Webcartoonist wins three-month contract in Amsterdam newspaper competition.

The Stripstrijd, an Idols-style competition for cartoonists organised by the Amsterdam newspaper Het Parool was won by Michiel Van de Pol of the webcomic Cartoondiarree last Saturday. In the first rounds of Stripstrijd, twelve cartoonists faced off against one another in the newspaper’s comics pages, two at a time for two weeks at a time, with only one of each pair going on to the semi-finals. The semi-finals also lasted two weeks each and returned three finalists who competed in a three-way battle. In all rounds, votes from the public made up 50% of a contestant’s total score, with a jury’s marks making up the other half. The winner got a three-month contract with Het Parool.

The competition was the subject of an ad campaign on Dutch radio and was generally widely publicized. It created quite a buzz in cartoonists’ circles in the Netherlands, even before it kicked off in January. The range of initial submissions was very wide, and so was the stylistic range of comics that were selected to compete: from straight-forward gag comics to more philosophical, observational work to absurdism; from Disneyesque polish to scrawly Euro-Manga and from autobiography to topical work based on hot-button issues. Actually, the amount of autobiographical work was a bit surprising – you don’t find much of that in newspaper comics generally.
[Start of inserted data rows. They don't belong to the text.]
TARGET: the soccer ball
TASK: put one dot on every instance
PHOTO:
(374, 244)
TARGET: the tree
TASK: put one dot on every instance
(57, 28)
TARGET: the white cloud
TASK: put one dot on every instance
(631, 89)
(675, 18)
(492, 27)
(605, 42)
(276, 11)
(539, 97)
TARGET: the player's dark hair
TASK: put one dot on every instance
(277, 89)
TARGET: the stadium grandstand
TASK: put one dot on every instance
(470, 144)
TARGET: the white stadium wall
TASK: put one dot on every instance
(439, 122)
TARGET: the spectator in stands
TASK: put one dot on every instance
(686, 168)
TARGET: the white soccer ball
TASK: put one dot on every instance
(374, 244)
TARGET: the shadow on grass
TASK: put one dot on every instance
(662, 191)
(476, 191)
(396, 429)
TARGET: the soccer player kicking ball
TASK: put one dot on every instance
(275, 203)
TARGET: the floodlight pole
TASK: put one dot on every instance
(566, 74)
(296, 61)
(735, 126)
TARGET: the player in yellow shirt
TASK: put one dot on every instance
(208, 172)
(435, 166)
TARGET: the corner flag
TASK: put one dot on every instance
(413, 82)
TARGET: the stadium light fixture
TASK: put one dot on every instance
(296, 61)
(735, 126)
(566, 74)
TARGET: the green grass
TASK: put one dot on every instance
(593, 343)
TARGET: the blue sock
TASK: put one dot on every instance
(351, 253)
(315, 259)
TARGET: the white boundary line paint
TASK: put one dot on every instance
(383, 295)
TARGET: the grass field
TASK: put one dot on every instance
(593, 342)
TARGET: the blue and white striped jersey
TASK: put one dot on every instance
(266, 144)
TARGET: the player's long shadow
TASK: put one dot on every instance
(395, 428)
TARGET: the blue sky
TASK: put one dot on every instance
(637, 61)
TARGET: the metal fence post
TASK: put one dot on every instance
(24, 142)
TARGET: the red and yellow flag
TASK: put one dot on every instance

Winner Michiel Van de Pol has been a bubbling-under sort of creator for over a decade now. He debuted in small-press comics magazines in the mid-1990s with the crudely-drawn but hysterically funny early version of a comic called Mol, which was later picked up and edited to death by the national comics anthology Sjosji. For the past ten years, van de Pol has concentrated on autobiographical work, resulting in one book, Medicijnman and the Cartoondiarree webcomic. "Cartoondiarree", by the way, means exactly what you think it means. In the book, Van de Pol does interesting things with eye paths on the canvas; the webcomic and the newspaper strip are simpler in form but have the same combination of frankness and exuberant humour. In the article about Van de Pol’s win, he claims that he trained as a sculptor but switched to cartooning because his sculptures kept falling over. In comics, that kind of clumsiness actually adds to the charm.

(Author’s note 1: As far as I know, there is no work by Michiel Van de Pol in English. If I find some, I’ll post it.)

(Author’s note 2: Sorry if this story is a bit rambling in places. The heatwave that’s been hitting the Netherlands is making it very hard for me to string any coherent thoughts together, let alone whole sentences. What with me wanting to both explain the context and say a few words about the winner, this story ended up a bit longer than I’d expected. I think the contest itself is probably the most interesting item for international audiences; do you know about similar contests being held elsewhere? Update: I suppose the Comic Book Challenge qualifies, and that, too, got a lot of buzz in webcomics circles.
However, I’m a long-time fan of Michiel Van de Pol’s work and so I wanted to write him up briefly as well.)